Wednesday, July 11, 2007

Phone Message From A Narcissist

My therapist was onto something.

I'd been so busy reading self-help books on HOW to emotionally detach from my demanding narcissistic parent (adoptive father) that I'd skipped an important step: the grief stage.

Added to the fact that my a-dad IS a narcissist is the knowledge that some social worker actually PLACED me in his home. (Almost everybody notices there's something OFF about him from the start...you can watch them back away). Once there, I was fed and sheltered until I was old enough to become his new narcissistic supply. I suspect my a-dad tried this out on a-mom, but failed to understand that she was both domineering and self-absorbed, so she won that battle.

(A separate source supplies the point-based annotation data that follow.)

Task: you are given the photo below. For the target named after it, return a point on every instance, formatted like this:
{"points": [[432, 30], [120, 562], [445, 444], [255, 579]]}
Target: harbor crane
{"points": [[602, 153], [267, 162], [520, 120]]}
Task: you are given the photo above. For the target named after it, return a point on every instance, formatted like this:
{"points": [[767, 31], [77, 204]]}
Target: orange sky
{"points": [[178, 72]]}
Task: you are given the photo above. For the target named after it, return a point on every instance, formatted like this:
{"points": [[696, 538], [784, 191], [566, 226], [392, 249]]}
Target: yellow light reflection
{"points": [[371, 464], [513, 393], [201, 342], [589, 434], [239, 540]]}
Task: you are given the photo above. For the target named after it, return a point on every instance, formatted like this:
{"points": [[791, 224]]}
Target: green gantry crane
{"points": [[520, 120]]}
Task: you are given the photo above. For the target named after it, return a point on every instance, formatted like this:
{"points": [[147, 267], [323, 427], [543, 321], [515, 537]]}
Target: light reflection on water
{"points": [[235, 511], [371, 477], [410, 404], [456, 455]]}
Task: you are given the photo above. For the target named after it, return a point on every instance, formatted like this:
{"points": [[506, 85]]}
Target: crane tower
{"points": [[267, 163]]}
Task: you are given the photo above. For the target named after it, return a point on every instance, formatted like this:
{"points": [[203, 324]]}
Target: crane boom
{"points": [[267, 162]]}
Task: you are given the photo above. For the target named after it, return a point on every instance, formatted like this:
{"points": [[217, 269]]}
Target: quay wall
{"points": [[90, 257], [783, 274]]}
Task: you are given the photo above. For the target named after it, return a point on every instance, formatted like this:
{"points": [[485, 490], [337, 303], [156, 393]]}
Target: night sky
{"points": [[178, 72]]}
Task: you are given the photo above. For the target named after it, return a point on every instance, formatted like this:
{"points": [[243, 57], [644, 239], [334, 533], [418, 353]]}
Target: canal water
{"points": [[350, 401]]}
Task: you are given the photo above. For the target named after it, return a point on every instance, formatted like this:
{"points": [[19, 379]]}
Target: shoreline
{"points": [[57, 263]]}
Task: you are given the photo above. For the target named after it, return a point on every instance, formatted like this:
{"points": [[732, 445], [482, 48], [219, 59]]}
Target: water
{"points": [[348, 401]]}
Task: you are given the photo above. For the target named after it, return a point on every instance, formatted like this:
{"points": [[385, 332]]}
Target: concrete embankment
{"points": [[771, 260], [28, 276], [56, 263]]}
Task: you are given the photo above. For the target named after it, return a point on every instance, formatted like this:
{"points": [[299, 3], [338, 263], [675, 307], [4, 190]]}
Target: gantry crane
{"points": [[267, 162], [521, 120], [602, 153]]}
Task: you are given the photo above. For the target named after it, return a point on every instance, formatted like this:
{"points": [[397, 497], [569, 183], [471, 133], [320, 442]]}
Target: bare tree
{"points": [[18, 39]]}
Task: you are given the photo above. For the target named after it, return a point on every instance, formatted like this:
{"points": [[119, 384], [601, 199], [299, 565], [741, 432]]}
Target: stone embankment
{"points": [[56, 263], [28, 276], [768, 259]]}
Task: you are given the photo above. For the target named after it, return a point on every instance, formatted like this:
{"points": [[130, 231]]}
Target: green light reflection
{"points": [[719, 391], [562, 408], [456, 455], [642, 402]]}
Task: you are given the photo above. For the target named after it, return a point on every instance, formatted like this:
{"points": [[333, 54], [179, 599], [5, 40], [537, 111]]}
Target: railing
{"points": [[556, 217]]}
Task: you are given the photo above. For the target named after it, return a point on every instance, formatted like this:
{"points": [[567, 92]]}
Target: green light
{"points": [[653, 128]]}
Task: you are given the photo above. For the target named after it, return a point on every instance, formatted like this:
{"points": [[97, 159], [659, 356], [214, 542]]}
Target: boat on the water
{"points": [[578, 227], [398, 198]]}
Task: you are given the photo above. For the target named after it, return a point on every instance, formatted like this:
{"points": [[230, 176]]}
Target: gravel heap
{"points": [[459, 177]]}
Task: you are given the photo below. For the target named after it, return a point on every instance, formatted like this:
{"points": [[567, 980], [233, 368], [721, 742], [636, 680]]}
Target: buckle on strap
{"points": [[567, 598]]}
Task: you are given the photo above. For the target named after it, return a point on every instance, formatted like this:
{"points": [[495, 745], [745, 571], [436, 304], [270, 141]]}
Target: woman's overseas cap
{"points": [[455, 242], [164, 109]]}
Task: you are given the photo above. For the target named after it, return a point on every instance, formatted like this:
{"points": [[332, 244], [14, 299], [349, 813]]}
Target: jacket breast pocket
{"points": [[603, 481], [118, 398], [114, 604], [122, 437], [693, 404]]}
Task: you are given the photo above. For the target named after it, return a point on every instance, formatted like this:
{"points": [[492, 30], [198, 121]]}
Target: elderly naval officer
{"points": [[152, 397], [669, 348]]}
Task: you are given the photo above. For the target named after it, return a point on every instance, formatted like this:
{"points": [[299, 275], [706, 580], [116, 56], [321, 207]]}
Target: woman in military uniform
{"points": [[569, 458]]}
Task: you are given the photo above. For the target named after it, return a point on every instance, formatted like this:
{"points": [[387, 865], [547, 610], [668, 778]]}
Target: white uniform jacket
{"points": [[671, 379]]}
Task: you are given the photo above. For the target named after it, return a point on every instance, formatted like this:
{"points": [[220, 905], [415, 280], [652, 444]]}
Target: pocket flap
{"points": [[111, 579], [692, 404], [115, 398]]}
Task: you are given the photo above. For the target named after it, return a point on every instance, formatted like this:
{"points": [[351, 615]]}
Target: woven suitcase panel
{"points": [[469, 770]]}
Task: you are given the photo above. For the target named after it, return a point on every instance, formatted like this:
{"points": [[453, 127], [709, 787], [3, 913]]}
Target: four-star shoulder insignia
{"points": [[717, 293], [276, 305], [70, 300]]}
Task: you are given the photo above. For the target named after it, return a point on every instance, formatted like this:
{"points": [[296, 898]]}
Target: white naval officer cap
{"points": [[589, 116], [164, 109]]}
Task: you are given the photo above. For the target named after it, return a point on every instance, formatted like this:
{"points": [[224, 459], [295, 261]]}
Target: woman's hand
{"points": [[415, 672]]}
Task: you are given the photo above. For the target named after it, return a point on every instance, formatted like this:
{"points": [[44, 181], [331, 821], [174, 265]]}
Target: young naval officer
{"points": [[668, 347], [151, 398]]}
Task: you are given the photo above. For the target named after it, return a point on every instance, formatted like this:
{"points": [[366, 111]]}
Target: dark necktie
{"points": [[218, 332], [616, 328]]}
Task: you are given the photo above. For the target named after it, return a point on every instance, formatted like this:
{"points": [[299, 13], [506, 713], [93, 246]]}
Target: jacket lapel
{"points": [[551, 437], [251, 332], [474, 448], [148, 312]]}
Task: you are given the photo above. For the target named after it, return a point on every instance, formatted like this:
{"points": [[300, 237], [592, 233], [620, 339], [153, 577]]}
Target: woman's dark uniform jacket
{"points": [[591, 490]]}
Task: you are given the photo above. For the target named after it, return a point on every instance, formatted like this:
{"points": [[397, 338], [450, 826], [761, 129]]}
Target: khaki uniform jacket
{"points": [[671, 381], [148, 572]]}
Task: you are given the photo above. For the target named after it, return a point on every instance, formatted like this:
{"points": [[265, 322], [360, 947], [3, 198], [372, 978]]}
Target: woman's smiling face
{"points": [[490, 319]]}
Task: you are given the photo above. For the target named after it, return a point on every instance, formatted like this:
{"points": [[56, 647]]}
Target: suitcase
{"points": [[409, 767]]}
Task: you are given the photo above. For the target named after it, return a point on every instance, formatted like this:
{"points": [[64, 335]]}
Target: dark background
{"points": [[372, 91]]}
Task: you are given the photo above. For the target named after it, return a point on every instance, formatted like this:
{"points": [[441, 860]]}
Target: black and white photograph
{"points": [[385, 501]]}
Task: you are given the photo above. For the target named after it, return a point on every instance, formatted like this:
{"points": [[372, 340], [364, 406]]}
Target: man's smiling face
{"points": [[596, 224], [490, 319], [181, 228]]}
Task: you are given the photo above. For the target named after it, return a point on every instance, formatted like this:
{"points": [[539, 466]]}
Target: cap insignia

When I woke up from my Happy Adoptee Fog, I woke up to lots of other things, too.

It was like opening your eyes one morning, hung-over, only to discover lots of really ugly guys in your bed.

One of them was the realization that I'd spent most of my life in quiet, compliant service to my narcissistic father. That, in four decades, it was possible that I'd never been allowed to finish one sentence, one thought. That, in his eyes, I existed not as a unique individual, but as just a warm body with a set of very patient ears.

Upon waking up, I went straight to anger.

Then read like mad about narcissism until it became an obsession.

And after all that, I'm feeling a bit frustrated why I haven't made more progress.

Why can't I find true emotional detachment? Why can't I let go? I'm better. Lots. But not quite there yet.

Could it be that I missed a step? Like my therapist suggested? My therapist said the reason I often feel so churned up, unsettled and, well, utterly chaotic after an encounter with a-dad is that it probably triggers feelings I had as an isolated, only child, when my needs were not being met and I had no idea why, and that there I was, imprisoned with this incapable person. Which is scary.

And then she said I get to feel sorry about that. To allow myself to "grieve the loss." Instead of repeating, "I do not care" a hundred times after I hang up the phone, drained, to sit down and let myself feel the pain. So I did. And it was sad. And so pathetic.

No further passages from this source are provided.